Ghent

“Casino 2001”

“Casino 2001: First Quadrennial of Contemporary Art” (the SMAK being housed in a former casino) was the kind of show where you think you know what to expect beforehand: the usual array of young artists, mainly from Western Europe and the United States and mainly from a certain network of galleries, curators, and art schools. However, it was such a poor example of this genre that it became an unintended assault on the whole system.

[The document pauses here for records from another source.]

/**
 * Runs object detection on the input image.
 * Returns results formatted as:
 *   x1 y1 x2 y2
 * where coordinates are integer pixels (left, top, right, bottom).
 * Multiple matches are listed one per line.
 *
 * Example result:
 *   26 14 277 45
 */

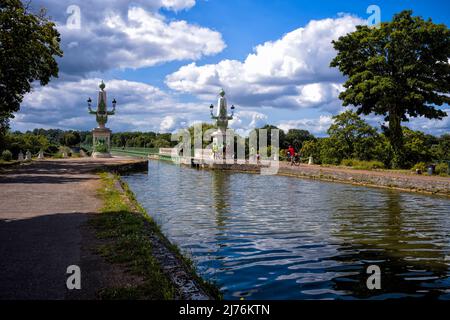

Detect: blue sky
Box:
12 0 450 135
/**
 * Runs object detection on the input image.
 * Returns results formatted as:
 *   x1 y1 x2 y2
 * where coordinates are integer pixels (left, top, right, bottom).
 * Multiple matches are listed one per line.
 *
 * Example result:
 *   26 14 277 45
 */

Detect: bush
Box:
2 150 12 161
341 159 385 170
411 162 427 172
435 162 448 176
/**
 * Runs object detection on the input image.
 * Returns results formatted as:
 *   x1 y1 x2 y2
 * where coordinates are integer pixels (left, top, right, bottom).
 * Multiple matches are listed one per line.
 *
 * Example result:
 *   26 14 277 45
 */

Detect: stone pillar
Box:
92 128 111 158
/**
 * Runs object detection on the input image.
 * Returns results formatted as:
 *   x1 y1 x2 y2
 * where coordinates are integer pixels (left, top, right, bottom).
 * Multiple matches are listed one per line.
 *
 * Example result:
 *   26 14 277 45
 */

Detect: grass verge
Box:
91 173 221 300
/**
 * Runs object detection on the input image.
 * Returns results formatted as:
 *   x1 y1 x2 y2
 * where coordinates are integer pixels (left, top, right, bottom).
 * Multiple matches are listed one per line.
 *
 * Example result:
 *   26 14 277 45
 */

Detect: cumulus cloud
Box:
12 78 207 132
229 110 269 136
32 0 225 77
166 15 365 110
277 115 333 136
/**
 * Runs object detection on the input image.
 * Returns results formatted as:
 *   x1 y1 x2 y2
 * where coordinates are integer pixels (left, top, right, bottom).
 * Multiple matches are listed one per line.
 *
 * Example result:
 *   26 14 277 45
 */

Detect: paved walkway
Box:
0 158 139 299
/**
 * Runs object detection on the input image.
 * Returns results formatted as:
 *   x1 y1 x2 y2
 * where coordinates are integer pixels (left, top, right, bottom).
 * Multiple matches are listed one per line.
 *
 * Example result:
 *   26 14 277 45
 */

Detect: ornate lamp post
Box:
209 89 235 158
87 81 117 158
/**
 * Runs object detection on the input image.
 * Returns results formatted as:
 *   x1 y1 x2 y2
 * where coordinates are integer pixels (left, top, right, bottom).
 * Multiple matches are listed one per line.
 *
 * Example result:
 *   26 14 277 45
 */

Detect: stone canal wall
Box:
157 157 450 197
278 164 450 196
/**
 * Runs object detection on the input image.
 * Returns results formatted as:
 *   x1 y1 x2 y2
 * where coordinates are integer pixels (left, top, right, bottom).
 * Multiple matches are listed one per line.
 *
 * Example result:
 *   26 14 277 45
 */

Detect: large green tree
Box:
327 110 378 163
0 0 62 134
331 11 450 166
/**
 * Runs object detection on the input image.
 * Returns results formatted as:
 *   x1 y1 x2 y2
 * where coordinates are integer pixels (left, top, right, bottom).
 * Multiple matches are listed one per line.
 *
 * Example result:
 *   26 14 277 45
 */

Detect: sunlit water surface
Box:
124 161 450 299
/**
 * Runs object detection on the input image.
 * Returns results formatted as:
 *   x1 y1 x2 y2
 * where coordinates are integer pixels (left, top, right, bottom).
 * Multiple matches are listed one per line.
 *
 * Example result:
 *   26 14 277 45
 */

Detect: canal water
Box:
124 161 450 299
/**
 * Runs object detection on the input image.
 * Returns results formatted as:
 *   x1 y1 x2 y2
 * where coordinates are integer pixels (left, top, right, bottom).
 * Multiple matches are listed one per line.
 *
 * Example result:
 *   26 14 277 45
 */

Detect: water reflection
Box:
122 162 450 299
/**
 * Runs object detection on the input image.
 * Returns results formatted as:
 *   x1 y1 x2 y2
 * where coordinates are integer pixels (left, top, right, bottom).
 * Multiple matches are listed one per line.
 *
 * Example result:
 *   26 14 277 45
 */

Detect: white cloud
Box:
11 78 208 132
33 0 225 77
166 15 365 110
161 0 195 11
403 108 450 135
277 115 333 136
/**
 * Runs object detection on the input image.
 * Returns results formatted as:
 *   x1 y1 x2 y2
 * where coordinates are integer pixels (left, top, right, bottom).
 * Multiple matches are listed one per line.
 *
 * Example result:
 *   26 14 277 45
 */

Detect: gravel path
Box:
0 158 141 299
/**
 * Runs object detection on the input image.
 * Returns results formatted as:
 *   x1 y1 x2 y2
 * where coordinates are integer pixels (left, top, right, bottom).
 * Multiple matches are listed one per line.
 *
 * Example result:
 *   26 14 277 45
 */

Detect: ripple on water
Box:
124 162 450 299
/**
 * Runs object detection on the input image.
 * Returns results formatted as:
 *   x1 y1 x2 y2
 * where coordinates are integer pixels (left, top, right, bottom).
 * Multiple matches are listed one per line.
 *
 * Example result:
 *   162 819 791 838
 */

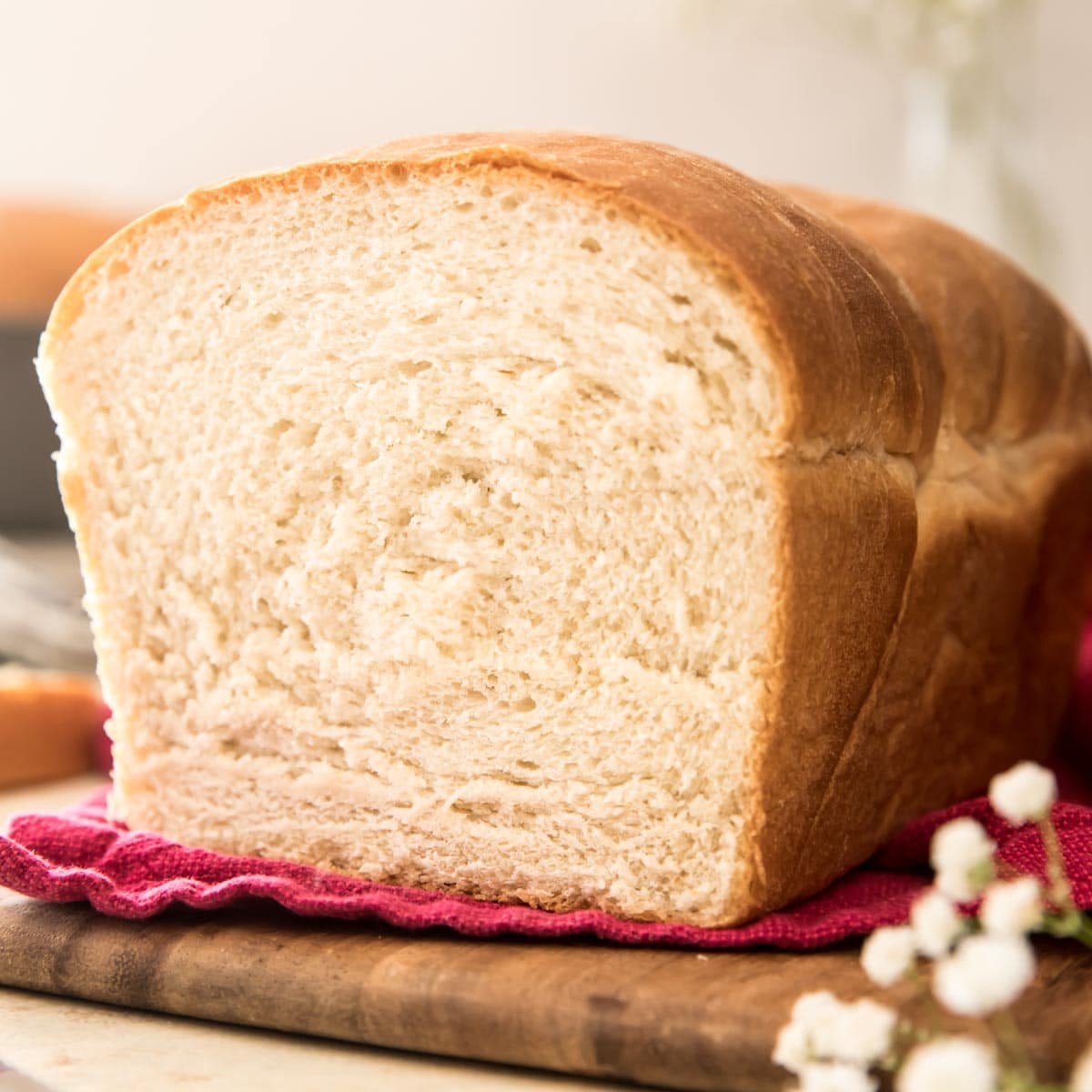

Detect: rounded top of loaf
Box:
45 131 1092 473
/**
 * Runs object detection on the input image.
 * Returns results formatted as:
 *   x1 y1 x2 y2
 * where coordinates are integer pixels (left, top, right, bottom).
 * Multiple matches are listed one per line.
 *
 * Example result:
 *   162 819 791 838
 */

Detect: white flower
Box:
791 989 842 1036
989 763 1058 826
1069 1046 1092 1092
815 997 899 1066
933 933 1036 1016
786 989 899 1074
861 925 914 986
895 1036 997 1092
978 875 1043 937
801 1061 879 1092
929 818 997 902
910 888 963 959
774 1020 812 1074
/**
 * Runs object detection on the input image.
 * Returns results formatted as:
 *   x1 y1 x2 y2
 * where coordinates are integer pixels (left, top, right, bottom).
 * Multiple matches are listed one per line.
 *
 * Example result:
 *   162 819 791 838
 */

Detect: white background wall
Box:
0 0 1092 326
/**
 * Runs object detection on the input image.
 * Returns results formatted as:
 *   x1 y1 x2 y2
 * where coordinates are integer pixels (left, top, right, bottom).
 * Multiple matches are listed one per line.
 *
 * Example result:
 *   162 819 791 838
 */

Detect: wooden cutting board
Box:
0 892 1092 1092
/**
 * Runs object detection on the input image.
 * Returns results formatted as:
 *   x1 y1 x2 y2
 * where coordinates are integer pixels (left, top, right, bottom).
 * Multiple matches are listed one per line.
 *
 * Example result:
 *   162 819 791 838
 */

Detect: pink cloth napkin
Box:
0 627 1092 949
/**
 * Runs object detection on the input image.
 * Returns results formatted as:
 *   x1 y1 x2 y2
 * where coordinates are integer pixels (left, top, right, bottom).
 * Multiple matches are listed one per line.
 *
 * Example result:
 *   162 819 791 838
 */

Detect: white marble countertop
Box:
0 776 619 1092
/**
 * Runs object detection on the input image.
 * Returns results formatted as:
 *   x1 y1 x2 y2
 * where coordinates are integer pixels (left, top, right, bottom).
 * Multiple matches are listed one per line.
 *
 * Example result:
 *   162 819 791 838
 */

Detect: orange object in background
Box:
0 665 106 788
0 201 129 324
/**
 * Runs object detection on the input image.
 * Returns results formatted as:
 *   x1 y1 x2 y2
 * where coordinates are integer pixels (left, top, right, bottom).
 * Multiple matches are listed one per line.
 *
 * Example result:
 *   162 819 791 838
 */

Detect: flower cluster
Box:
774 763 1092 1092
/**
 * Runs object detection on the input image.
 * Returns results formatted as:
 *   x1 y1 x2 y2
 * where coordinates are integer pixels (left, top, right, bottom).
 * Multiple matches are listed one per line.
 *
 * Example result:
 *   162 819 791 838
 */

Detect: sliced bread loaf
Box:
39 133 1092 925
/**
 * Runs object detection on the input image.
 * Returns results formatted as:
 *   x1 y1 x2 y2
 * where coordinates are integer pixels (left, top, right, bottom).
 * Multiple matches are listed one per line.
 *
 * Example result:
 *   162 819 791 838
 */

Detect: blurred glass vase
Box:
895 0 1054 279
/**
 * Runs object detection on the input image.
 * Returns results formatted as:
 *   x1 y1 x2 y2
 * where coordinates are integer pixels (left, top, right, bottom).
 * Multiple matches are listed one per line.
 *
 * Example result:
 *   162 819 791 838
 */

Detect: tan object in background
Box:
0 665 104 787
34 133 1092 925
0 201 126 326
0 201 130 528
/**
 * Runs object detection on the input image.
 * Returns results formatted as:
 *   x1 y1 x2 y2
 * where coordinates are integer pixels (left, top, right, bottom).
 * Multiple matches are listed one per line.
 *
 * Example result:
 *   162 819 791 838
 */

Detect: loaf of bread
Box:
39 133 1092 925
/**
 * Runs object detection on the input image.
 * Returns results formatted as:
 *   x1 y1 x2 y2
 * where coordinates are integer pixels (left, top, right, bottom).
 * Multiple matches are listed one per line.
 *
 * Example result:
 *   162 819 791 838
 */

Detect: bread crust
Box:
43 132 1092 924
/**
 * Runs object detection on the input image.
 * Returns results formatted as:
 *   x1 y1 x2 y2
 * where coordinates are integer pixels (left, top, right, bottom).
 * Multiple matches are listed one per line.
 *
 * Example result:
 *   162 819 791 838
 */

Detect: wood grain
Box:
0 894 1092 1092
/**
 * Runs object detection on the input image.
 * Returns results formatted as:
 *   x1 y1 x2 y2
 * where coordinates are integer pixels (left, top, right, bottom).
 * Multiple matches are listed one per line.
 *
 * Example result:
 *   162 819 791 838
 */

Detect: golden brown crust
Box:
45 133 1092 924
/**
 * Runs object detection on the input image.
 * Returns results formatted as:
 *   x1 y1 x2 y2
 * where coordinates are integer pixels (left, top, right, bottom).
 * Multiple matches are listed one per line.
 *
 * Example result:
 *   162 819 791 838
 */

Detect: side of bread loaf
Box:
39 133 1092 924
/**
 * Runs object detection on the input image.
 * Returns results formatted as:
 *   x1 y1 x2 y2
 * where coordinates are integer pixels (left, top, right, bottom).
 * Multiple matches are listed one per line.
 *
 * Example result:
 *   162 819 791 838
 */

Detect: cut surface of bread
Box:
39 135 1092 925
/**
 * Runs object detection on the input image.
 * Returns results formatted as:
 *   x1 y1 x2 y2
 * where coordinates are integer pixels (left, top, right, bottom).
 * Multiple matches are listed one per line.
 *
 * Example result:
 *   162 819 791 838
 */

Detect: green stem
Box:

Curated by New York gallerist Jeanne Greenberg Rohatyn, “Casino 2001” included works by sixty artists, and the imbalance between chaff and wheat was extreme. Most of the better contributions were in the SMAK itself; the other main locations—the medieval Bijlokemuseum and a disused underground bunker in the park—were almost complete disasters. In the Bijlokemuseum, Keith Edmier's somewhat disconcerting collaboration with his idol Farrah Fawcett was a rare exception to the general torpor: Their works included a sculpture of Rodin-like hands and a photograph of Fawcett's head resting on Edmier's naked shoulder (The Space Between You and Me, 2000–2001). Edmier has taken fandom to its uncanny limits, raising questions about our secular star religion. To see the works in the other “exotic” location one had to be accompanied by a guard through the bunker's gloomy concrete corridors. Darren Almond's elegiac black-and-white video of a ride through an amusement park's haunted house (Geisterbahn, 1999) was the only work that profited from this dominating environment while not being completely dependent on it for effect.

In the SMAK there were some examples of painting “expanded” beyond the easel picture. Katharina Grosse covered the walls with cloudy color fields, while Olaf Nicolai's wall decoration with stripes of Pantone colors entertained a more conceptual dialogue with mural painting. Michel Majerus showed an installation of paintings, some of which were traditional canvases and some of which were computer prints. The different panels were structured to form three aisles, each with a band in a different color on the sides. For Majerus, everything in our visual culture is material to be reprocessed into stylish patterns and compositions devoid of meaning but full of atmosphere and suggestion. It is a rather cynical art, but at least Majerus is superb at the game he's playing. Looking at this work, it is hard to believe that painting has often been declared obsolete—if anything, Majerus's art is rather too emphatically of its time, too cool for its own good. There is an immense contrast with the sobriety of Jeroen de Rijke/Willem de Rooij's color film Bantar Gebang, 2001. Bantar Gebang shows a slum on a large garbage dump near Jakarta; the film consists of one continuous shot during which dawn rums to day, with a static camera reminiscent of primitive cinema and of video surveillance. Gradually the image becomes less atmospheric and the squalor becomes more visible. Such a focused and uncompromising work seemed to utterly condemn the superficiality of almost everything else in the show.

In the catalogue Rohatyn tries to give her assembly of artists some theoretical foundation, citing Guy Debord's The Society of the Spectacle and claiming that “Casino 2001” tries to “strip the Spectacle of awe”—a transparent attempt to give this insipid collection of commodities some sort of theoretical street cred. One imagines Debord turning in his grave even more frantically than usual, as his work is reduced to a quasi-theoretical excuse for a group show whose artists eagerly participate in the spectacular economy he opposed. By its sheer bluntness and inadequacy, “Casino 2001” showed the whole system of biennials, triennials, and so on stripped bare, and it's not a pretty sight. Perhaps it's time for art criticism to leave this type of show to the attention of sociologists—or to conspiracy theorists.